Highlights •Renewable energy development can impact energy poverty in Guatemala via increased electricity prices.
•We assess the electricity cost mechanism using an electricity model plus empirical survey framework.
•Renewable energy development impacts will affect already poor, energy stressed regions most.
•Renewable energy subsidies would minimize effects on low-income customers.
•The least-cost policy in Guatemala includes both renewable and fossil fuel technologies.

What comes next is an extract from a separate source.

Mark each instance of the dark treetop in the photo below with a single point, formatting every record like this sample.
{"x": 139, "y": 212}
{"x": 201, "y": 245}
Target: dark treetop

Many countries have taken on ambitious but potentially costly renewable energy development goals to combat climate change. The government of Guatemala has introduced a plan to increase renewable generation capacity, while an estimated 76% of Guatemalans are energy poor. In this paper, we evaluate the trade-offs between alleviating energy poverty and achieving renewable energy goals in Guatemala. We present a framework that combines an electricity cost model with a household expenditure survey to assess the effects that a national renewable energy development goal could have on energy poverty through added electricity expenditures. We find that the development of new renewable electricity generation has potential to significantly increase tariffs for residential electricity consumers across the country, whereby 80% of municipalities could experience more than one-third increase in monthly energy expenditures. More importantly, we find that the distribution of impacts will not be equal everywhere: households in the western, rural part of Guatemala that are already energy stressed will likely experience the greatest cost burdens because natural resource availability is low while overall poverty is already high. In addition, we compare the costs of renewable versus fossil fuel development and find that the least-cost policy in Guatemala includes a mix of both renewable and fossil technologies.